O garoto já não sabia se balançava a cabeça por conta própria ou se era resultado dos golpes que recebia.
— Ei, ei! —, chamou um dos homens. Quando os ataques cessaram, Darl abriu os olhos e notou ser um da dupla com tochas. — Como você mesmo disse... Tenente, ele deve ter nascido depois daquilo tudo. Não é como se estivesse com os outros. Ele provavelmente nem...

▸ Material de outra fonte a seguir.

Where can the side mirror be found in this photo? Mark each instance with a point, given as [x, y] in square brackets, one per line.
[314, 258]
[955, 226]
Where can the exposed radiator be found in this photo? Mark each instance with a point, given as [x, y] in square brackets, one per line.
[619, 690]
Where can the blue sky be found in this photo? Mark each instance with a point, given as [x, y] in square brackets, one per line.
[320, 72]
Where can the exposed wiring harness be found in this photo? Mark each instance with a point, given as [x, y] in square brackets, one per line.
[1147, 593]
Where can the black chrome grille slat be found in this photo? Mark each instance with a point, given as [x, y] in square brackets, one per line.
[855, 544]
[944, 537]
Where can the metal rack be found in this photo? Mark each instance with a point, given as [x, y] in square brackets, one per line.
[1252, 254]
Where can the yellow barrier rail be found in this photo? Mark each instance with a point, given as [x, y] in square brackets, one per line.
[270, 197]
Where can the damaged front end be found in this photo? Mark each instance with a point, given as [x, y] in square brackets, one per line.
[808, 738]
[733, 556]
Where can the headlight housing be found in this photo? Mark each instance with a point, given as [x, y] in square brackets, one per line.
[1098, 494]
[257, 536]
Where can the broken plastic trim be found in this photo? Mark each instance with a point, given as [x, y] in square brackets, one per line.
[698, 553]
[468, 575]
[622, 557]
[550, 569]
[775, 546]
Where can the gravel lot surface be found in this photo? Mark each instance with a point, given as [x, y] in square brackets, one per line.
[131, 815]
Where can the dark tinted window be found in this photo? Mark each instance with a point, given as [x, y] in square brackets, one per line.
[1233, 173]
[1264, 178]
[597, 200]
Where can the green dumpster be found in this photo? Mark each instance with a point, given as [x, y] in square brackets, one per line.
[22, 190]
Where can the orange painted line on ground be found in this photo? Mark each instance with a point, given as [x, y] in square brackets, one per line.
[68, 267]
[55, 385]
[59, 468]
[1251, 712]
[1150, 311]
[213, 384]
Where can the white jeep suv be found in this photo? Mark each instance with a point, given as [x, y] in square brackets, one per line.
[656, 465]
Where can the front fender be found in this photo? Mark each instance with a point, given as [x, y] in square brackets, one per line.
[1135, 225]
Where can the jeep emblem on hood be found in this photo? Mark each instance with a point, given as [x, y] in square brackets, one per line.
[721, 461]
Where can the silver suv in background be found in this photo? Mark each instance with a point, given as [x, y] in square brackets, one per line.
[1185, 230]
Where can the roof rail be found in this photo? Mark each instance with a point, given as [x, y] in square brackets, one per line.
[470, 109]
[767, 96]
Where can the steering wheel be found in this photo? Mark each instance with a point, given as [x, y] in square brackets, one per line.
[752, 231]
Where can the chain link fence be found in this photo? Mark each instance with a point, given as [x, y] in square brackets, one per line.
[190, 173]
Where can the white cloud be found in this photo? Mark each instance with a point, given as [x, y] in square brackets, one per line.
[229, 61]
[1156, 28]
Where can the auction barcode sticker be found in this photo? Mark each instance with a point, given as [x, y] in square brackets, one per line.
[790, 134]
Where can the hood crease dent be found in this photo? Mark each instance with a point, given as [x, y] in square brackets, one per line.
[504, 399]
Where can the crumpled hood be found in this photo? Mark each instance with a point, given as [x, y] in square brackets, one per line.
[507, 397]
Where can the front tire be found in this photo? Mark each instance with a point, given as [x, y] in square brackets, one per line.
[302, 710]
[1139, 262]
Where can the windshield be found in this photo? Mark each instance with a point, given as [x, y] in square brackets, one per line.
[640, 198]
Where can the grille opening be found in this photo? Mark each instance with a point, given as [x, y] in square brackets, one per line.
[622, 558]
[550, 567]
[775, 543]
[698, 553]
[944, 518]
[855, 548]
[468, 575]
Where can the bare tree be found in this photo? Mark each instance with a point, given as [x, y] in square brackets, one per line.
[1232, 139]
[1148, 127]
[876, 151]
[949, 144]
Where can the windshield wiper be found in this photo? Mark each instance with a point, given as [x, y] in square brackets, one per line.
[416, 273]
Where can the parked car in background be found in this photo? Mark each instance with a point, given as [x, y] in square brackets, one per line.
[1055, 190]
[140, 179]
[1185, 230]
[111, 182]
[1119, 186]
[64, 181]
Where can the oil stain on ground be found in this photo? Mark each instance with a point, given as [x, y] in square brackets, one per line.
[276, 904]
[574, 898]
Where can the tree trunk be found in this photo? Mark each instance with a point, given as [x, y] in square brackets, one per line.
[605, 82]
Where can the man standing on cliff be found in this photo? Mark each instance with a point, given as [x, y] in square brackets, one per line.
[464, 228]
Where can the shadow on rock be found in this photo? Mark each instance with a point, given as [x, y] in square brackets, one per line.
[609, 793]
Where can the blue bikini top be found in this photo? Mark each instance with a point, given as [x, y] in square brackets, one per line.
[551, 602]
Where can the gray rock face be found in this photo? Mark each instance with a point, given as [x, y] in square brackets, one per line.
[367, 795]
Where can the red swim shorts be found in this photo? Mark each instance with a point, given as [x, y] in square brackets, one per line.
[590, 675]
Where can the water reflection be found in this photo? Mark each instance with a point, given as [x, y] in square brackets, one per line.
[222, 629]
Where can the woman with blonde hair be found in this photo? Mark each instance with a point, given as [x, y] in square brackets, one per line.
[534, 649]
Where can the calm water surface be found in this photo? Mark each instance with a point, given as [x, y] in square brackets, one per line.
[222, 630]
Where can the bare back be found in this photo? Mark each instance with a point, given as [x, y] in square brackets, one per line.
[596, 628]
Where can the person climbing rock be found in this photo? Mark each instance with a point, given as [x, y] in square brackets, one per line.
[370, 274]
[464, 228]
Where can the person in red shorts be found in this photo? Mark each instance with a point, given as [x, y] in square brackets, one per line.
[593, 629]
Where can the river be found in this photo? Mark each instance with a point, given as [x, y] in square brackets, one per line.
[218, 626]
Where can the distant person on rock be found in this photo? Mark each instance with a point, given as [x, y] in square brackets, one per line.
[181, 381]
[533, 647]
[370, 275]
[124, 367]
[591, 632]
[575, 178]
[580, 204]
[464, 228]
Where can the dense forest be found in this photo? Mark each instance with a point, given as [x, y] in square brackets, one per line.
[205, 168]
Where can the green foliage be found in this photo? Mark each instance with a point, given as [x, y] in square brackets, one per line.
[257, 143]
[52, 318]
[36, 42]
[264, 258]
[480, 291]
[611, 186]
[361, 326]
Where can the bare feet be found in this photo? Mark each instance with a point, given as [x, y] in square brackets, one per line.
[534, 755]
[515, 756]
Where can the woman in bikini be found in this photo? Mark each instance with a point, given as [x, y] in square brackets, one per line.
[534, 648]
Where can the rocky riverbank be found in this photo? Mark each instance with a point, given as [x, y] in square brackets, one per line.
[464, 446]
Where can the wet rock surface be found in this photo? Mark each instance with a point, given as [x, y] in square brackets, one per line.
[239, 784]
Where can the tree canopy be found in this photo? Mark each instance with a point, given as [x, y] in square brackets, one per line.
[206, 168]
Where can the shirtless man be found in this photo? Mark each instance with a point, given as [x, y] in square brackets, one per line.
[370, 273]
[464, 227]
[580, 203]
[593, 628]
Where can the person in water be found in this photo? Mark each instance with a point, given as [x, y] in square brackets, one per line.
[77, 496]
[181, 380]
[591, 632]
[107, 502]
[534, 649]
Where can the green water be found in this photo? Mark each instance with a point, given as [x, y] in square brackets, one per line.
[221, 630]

— Você tá defendendo essa coisa? —, virou-se novamente para trás. — Hein?! Termina o que começou a falar!
— Não me olhe como um traidor! Minha irmã morreu com a Praga antes mesmo de se casar. Se estivesse viva ainda, eu teria vários sobrinhos! E ela não foi a única na minha família... —, baixou a cabeça assim como a voz. — Todos nós sofremos, Tenente.
— E ele vai sofrer também. —, completou o homem da espada. Sua voz era o retrato da serenidade e indiferença. — Considere isso um favor. "A justiça que não for feita em vida, será em morte", não é? Mesmo que esse garoto seja inocente, vamos fazer um favor a ele antes que viva para cometer um crime, como os outros.
— Gosto do seu pensamento, soldado. —, concordou o tenente.
— Nesse caso —, voltou a falar o da tocha. —, me dê a sua espada.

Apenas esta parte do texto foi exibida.